Specialized and shared functions of diguanylate cyclases and phosphodiesterases in Streptomyces development.

Levels of the second messenger bis-3-5-cyclic di-guanosinemonophosphate (c-di-GMP) determine when Streptomyces initiate sporulation to survive under adverse conditions. c-di-GMP signals are integrated into the genetic differentiation network by the regulator BldD and the sigma factor WhiG. However, functions of the development-specific c-di-GMP diguanylate cyclases (DGCs) CdgB and CdgC, and the phosphodiesterases (PDEs) RmdA and RmdB, are poorly understood. Here, we provide biochemical evidence that the GGDEF-EAL domain protein RmdB from S. venezuelae is a monofunctional PDE that hydrolyzes c-di-GMP to 5-pGpG. Despite having an equivalent GGDEF-EAL domain arrangement, RmdA cleaves c-di-GMP to GMP and exhibits residual DGC activity. We show that an intact EAL motif is crucial for the in vivo function of both enzymes since strains expressing protein variants with an AAA motif instead of EAL are delayed in development, similar to null mutants. Global transcriptome analysis of ∆cdgB, ∆cdgC, ∆rmdA and ∆rmdB strains revealed that the c-di-GMP specified by these enzymes has a global regulatory role, with about 20 % of all S. venezuelae genes being differentially expressed in the cdgC mutant.

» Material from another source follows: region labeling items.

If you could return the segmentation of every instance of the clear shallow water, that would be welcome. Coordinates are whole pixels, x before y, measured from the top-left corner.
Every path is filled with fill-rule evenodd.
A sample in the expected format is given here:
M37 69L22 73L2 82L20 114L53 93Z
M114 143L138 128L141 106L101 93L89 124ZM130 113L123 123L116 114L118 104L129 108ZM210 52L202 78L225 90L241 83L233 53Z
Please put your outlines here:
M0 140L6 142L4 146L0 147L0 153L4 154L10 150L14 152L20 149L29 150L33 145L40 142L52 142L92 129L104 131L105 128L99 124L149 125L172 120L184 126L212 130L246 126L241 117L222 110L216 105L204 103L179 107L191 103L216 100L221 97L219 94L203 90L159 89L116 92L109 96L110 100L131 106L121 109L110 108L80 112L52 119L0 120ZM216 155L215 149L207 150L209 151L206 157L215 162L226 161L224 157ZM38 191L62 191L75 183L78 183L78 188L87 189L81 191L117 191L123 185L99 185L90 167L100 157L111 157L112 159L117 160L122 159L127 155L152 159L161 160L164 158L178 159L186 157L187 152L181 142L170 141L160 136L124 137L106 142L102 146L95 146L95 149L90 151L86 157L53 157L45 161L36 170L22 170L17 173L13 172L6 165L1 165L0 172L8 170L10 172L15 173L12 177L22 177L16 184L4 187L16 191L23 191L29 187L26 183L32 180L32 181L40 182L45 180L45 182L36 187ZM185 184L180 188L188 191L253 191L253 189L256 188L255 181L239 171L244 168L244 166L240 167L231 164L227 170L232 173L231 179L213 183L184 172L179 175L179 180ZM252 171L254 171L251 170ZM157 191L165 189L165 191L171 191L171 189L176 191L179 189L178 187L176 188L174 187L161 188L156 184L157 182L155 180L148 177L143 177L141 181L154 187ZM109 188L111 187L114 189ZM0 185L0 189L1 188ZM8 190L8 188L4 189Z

Our data suggest that the major c-di-GMP-controlled targets determining the timing and mode of sporulation are genes involved cell division and the production of the hydrophobic sheath that covers Streptomyces aerial hyphae and spores. Altogether, this study provides a global view of the c-di-GMP-dependent genes that contribute to the hyphae-to-spores transition and sheds light on the shared and specific functions of the key enzymes involved in c-di-GMP metabolism in S. venezuelae.